During the arts integration workshop held at the Cary Arts Center, 15 teams from Raleigh and beyond experienced lessons the way their students would, as a teaching artist explained how the lesson had been constructed.
In one class, the participants learned a traditional Indian song and discussed how the experience of learning the song could convey the themes of a social studies lesson about world cultures.

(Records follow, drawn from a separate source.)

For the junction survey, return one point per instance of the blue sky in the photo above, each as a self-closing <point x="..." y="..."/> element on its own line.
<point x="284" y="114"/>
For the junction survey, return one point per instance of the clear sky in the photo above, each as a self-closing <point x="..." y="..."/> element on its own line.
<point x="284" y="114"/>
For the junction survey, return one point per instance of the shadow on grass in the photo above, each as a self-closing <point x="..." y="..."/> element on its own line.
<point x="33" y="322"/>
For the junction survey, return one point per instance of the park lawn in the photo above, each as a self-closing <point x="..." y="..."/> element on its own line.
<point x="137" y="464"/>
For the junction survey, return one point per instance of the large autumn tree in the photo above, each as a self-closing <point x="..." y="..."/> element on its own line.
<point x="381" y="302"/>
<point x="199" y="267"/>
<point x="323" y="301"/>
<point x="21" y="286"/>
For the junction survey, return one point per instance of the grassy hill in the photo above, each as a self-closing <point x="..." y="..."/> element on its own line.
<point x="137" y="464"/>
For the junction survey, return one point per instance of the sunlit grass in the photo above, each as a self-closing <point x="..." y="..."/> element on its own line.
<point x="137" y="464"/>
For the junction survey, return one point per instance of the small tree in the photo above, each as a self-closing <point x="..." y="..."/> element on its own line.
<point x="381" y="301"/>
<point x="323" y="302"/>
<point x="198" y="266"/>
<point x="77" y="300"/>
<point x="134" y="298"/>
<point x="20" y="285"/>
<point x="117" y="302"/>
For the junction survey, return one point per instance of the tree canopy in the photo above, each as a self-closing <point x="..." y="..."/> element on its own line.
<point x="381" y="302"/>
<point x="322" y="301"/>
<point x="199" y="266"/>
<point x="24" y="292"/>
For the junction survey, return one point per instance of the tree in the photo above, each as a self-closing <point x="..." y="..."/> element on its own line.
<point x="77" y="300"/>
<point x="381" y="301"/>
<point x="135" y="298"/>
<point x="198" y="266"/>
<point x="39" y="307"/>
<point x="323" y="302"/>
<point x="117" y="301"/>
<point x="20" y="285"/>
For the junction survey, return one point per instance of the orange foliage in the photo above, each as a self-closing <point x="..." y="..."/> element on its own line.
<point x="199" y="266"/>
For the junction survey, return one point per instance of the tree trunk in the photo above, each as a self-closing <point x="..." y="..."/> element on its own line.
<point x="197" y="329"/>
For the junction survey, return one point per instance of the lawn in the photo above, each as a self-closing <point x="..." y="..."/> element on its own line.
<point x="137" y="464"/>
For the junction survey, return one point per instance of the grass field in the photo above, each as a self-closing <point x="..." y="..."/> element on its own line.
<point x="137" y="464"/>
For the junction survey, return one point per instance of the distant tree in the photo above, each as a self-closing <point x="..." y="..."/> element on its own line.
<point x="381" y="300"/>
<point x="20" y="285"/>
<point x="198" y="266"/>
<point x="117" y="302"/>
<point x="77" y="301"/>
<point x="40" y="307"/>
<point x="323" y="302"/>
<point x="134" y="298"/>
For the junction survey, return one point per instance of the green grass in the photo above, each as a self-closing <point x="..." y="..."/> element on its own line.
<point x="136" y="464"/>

In another, they took photos and wrote poems based on them, the foundation for a language arts lesson.
The key to arts integration, say the organizers of the workshop, is not just to sing a song or paint or dance and then switch to a standard lesson but to make sure students truly are learning about a core subject area while engaged in an art form.
The arts are a way to make learning exciting for students, especially those who may struggle to learn in a traditional classroom setting, said Mimi Herman, a writer who organizes the workshop with the United Arts Council of Raleigh and Wake County.
“You can use a strength to teach a weakness,” she said.
By teaching a whole team of participants about arts integration, the organizers hope to spread the idea throughout a school.
“Our idea is to transform the school by infusing it into key players,” Herman said.
Andra Willis, a parent at Jeffreys Grove Elementary School off Creedmoor Road, said that one of the most powerful aspects of the institute is the excitement of participating in a lesson and seeing how it enhances her own understanding of a subject.
“As you’re experiencing it, you want to take it back,” she said.
The first-come, first-served workshop has been held since 2006 and has both beginning and advanced levels. Many participants choose to return each year for more ideas and as a refresher on arts integration.
Gay Barnes, the music teacher at Jeffreys Grove, has been to the workshop many times. She said that each year it reminds her that the arts and academic subjects don’t have to be taught in silos. And the proof of the concept’s success is in the changes she sees in students who latch onto an art form and become better-behaved, more enthusiastic learners overall.
“When they’re successful in one area, it makes them feel better about themselves, and they can be successful in another area,” she said.
At the end of the workshop, the participants leave with lesson plans they can use, and new schools also receive a follow-up visit that includes coaching on the arts integration techniques.